HP has
released a roadmap outlining future development of OpenVMS, the operating system that commercialized many features that are now considered standard requirements for any high-end server operating system. (Such as Integrated networking, Symmetrical, asymmetrical, and NUMA multiprocessing, including clustering, distributed file system (Files-11),
Integrated database features, support for multiple computer programming languages, hardware partitioning of multiprocessors, etc). With over 30 years of development, OpenVMS has stood the test of time and has continued to evolve as one of the most secure and trusted mission critical OS's of our time.
Member since:
2005-07-06
Although that would be great, I'd say that over half the performance and stability is due to the combination of the hardware and software rather than simply the software alone. I remember writing an assignment on OpenVMS, and the history of DEC's hardware. From the early days to VAX then through to Alpha. The only let down DEC had was that it was a company run by engineers - resulting in great products but marketed so poorly.

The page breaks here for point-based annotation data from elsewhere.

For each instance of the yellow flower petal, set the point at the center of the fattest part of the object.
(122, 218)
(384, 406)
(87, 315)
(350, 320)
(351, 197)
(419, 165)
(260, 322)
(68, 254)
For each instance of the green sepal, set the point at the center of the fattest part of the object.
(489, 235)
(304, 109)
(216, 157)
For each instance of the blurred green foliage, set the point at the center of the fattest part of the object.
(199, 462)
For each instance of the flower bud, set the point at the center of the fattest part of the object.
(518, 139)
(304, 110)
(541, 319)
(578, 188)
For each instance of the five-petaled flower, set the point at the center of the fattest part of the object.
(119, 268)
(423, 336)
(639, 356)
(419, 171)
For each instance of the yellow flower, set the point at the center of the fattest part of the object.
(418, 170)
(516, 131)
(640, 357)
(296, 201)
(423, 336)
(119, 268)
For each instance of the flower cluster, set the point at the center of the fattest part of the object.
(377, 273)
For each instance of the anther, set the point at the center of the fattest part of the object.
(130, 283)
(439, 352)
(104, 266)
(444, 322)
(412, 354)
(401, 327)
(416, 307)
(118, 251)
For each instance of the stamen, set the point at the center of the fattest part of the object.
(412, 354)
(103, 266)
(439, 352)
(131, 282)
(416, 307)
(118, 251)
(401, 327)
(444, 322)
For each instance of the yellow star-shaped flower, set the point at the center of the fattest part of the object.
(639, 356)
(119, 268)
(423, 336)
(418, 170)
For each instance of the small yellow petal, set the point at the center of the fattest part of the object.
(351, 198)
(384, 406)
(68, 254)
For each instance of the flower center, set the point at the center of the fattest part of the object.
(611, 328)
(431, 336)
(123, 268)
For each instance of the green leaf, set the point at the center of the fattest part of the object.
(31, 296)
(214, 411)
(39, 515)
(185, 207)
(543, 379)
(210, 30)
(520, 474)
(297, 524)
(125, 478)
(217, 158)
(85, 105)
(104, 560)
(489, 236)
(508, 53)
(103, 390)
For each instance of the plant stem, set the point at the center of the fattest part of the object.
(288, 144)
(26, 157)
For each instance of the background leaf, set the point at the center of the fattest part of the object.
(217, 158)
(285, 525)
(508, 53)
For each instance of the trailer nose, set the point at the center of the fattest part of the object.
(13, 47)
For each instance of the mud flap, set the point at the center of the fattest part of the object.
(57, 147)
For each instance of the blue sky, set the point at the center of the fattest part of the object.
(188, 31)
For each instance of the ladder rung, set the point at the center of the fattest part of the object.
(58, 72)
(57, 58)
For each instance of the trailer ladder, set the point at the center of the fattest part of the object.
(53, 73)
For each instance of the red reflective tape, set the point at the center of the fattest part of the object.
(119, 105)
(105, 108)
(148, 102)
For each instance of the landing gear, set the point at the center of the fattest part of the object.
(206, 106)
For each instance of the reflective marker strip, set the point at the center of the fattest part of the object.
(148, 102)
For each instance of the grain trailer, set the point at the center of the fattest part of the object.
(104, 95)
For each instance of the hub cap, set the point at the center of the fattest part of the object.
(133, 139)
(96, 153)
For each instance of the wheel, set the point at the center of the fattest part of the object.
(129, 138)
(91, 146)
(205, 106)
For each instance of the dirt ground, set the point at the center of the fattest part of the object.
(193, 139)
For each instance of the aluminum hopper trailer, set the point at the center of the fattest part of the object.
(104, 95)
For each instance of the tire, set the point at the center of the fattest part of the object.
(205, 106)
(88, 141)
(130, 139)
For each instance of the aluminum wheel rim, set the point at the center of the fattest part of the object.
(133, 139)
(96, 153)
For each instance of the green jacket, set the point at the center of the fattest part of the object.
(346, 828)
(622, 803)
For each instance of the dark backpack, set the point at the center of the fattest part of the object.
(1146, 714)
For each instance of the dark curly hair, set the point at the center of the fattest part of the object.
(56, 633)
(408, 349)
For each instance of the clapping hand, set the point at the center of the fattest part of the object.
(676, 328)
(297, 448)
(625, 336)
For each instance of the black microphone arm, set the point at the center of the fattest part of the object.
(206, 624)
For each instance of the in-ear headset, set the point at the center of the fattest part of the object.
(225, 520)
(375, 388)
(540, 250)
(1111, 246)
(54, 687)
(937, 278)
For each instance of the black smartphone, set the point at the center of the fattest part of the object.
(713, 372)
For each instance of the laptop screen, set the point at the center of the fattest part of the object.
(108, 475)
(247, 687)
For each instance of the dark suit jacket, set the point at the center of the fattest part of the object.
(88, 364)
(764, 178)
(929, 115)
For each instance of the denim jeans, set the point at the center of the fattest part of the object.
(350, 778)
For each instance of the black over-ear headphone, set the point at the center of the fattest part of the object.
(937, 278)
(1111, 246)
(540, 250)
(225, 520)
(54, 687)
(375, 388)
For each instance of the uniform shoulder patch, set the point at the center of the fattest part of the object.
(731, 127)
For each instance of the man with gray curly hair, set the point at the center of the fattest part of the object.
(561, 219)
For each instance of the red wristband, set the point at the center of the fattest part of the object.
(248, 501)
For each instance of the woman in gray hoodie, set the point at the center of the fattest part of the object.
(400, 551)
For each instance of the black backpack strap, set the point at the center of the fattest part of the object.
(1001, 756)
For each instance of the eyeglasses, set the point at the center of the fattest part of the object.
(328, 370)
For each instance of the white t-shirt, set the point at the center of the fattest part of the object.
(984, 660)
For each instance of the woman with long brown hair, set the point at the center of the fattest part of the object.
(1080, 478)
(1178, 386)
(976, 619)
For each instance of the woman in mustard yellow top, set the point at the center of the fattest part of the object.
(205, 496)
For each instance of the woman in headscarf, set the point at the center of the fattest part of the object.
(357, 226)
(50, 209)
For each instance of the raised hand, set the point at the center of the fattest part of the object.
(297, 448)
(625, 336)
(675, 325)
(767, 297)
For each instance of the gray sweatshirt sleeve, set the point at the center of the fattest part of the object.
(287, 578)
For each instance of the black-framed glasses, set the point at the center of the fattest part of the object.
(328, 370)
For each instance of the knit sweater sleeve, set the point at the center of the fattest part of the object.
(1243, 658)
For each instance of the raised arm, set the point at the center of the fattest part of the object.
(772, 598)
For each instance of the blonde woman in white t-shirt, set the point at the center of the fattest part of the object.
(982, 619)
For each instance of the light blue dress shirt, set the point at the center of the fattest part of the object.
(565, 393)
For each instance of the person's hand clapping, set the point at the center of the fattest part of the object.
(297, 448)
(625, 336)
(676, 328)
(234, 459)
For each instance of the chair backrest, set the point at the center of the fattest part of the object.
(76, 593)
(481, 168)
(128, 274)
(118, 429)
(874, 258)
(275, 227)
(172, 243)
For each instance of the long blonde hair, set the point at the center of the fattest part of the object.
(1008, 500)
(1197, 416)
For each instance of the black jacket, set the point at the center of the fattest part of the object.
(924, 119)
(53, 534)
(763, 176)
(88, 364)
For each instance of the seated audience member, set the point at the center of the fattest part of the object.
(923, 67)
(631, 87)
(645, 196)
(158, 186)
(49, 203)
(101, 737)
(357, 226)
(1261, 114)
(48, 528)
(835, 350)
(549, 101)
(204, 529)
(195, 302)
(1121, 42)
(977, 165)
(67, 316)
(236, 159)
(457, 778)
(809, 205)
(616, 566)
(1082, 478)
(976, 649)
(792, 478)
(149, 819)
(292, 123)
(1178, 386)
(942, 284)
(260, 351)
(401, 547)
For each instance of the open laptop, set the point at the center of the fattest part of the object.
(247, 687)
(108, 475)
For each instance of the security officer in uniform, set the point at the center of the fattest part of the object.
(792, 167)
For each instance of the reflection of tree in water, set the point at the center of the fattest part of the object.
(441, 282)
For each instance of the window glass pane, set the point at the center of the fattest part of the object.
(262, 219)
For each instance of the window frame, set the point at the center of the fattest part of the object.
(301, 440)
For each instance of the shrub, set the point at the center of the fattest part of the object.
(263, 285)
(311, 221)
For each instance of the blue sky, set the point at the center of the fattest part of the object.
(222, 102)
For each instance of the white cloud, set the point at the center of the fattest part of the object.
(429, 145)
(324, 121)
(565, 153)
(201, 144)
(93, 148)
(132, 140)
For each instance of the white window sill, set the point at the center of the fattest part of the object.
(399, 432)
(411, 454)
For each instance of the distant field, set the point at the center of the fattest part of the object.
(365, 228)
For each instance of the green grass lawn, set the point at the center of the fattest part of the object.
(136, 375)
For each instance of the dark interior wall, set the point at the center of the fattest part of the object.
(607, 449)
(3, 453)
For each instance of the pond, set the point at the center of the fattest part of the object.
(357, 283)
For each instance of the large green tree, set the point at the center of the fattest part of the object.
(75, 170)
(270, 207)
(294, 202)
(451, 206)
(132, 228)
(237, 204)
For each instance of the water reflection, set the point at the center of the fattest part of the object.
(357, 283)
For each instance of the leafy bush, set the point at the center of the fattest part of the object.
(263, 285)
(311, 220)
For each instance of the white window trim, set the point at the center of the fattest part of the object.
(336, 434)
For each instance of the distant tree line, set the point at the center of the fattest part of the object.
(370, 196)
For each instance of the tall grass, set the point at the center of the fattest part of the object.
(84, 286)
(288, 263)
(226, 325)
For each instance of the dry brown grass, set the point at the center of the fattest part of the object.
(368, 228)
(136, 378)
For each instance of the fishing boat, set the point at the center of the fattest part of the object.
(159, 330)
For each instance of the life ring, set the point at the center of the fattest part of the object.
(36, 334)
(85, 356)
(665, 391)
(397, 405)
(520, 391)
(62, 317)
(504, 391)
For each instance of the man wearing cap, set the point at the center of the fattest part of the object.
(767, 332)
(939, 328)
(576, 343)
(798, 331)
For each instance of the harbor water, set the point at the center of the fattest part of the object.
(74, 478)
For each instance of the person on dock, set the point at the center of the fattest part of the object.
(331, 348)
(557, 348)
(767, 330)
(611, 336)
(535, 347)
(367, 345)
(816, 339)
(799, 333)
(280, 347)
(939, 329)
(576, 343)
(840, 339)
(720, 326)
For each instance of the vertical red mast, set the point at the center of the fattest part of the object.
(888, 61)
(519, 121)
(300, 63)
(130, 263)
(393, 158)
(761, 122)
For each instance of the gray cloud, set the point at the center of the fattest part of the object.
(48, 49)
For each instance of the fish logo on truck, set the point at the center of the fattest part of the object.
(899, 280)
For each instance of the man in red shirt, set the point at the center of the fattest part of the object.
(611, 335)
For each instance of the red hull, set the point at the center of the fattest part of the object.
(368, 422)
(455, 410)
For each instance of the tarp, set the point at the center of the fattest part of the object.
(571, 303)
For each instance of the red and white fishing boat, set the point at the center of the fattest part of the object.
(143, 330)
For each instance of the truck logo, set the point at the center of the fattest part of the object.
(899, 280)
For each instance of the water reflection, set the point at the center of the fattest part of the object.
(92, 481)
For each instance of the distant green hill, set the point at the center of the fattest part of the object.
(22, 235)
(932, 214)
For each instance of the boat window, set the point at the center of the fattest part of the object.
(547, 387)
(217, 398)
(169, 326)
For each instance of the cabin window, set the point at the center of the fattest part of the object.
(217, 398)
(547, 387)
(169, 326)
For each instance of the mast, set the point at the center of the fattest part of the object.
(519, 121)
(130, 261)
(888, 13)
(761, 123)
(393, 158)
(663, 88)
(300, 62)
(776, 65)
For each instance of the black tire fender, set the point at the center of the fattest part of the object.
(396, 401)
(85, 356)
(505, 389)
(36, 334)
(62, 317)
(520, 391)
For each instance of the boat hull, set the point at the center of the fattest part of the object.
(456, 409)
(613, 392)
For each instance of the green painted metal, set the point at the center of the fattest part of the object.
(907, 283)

With that being said, they could do a x86-64 port but it would require very very narrow parameters, and it would only run on a very small range of hardware - then at the end the question could be asked, would it make businesses sense? I guess there have been questions raised like this in HP but the business boffins have number crunched and decided it wasn't feasible. With that being said, it would be interesting to see once Intel moves to the single motherboard platform where Xeon and Itanium can be swapped - it'll mean that Itanium processors will become accessible through retail channels; be it they be very specialised.